Transmission Media There Guided Unguided. Guided Transmission Media uses a "cabling" system that guides the data signals along a specific path. The data signals are bound by the "cabling" system. Guided Media is also known as Bound Media. Cabling is meant in a generic sense in the previous sentences and is not meant to be interpreted as copper wire cabling only. Unguided Transmission Media consists of a means for the data signals to travel but nothing to guide them along a specific path. The data signals are not bound to a cabling media and as such are often called Unbound Media. There 4 basic types of Guided Media: Open wire Twisted Pair Coaxial Cable Optical Fibre are 2 basic categories of Transmission Media: and

Open Wire Open Wire is traditionally used to describe the electrical wire strung along power poles. There is a single wire strung between poles. No shielding or protection from noise interference is used.

Twisted Pair The wires in Twisted Pair cabling are twisted together in pairs. Each pair would consist of a wire used for the +ve data signal and a wire used for the -ve data signal. Any noise that appears on 1 wire of the pair would occur on the other wire. Because the wires are opposite polarities, they are 180 degrees out of phase (180 degrees - phasor definition of opposite polarity). When the noise appears on both wires, it cancels or nulls itself out at the receiving end.

TWO TYPES: Cables with a shield are called Shielded Twisted Pair and commonly abbreviated STP. Cables without a shield are called Unshielded Twisted Pair or UTP.

Coaxial Cable Coaxial Cable consists of 2 conductors. The inner conductor is held inside an insulator with the other conductor woven around it providing a shield. An insulating protective coating called a jacket covers the outer conductor.

The outer shield protects the inner conductor from outside electrical signals. Optical Fibre Optical Fibre consists of thin glass fibres that can carry information at frequencies in the visible light spectrum and beyond. The typical optical fibre consists of a very narrow strand of glass called the Core. Around the Core is a concentric layer of glass called the Cladding. Coating the cladding is a protective coating consisting of plastic, it is called the Jacket.

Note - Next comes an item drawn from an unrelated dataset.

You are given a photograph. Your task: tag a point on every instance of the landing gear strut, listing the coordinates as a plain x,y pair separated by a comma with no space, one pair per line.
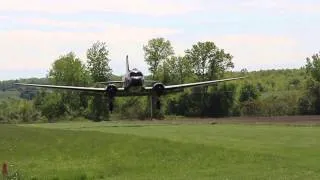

Unguided Transmission Media is data signals that flow through the air. They are
not guided or bound to a channel to follow. They are classified by the type of wave propagation.

RF Propagation
There are 3 types of RF (Radio Frequency) Propagation: 1. Ground Wave, 2. Ionosphere and 3. Line of Sight (LOS) Propagation. Ground Wave Propagation follows the curvature of the Earth. Ground Waves have carrier frequencies up to 2 MHz. AM radio is an example of Ground Wave Propagation. Ionospheric Propagation bounces off of the Earths Ionospheric Layer in the upper atmosphere. It is sometimes called Double Hop Propagation. Because it depends on the Earth's ionosphere, it changes with weather and time of day. The signal bounces off of the ionosphere and back to earth. Line of Sight Propagation transmits exactly in the line of sight. The receive station must be in the view of the transmit station. It is sometimes called Space Waves or Tropospheric Propagation. It is limited by the curvature of the Earth for ground based stations . Reflected waves can cause problems. Examples of Line of Sight Propagation are: FM Radio, Microwave and Satellite.

Radio Frequencies
Radio Frequencies are in the range of 300 kHz to 10 GHz. We are seeing an emerging technology called wireless LANs. Some use radio frequencies to connect the workstations together, some use infrared technology.

Microwave
Microwave transmission is line of sight transmission. The Transmit station must be in visible contact with the receive station. This sets a limit on the distance between stations depending on the local geography.

Satellite
Satellites are transponders that are set in a geostationary orbit directly over the equator. A transponder is a unit that receives on one frequency and retransmits on another.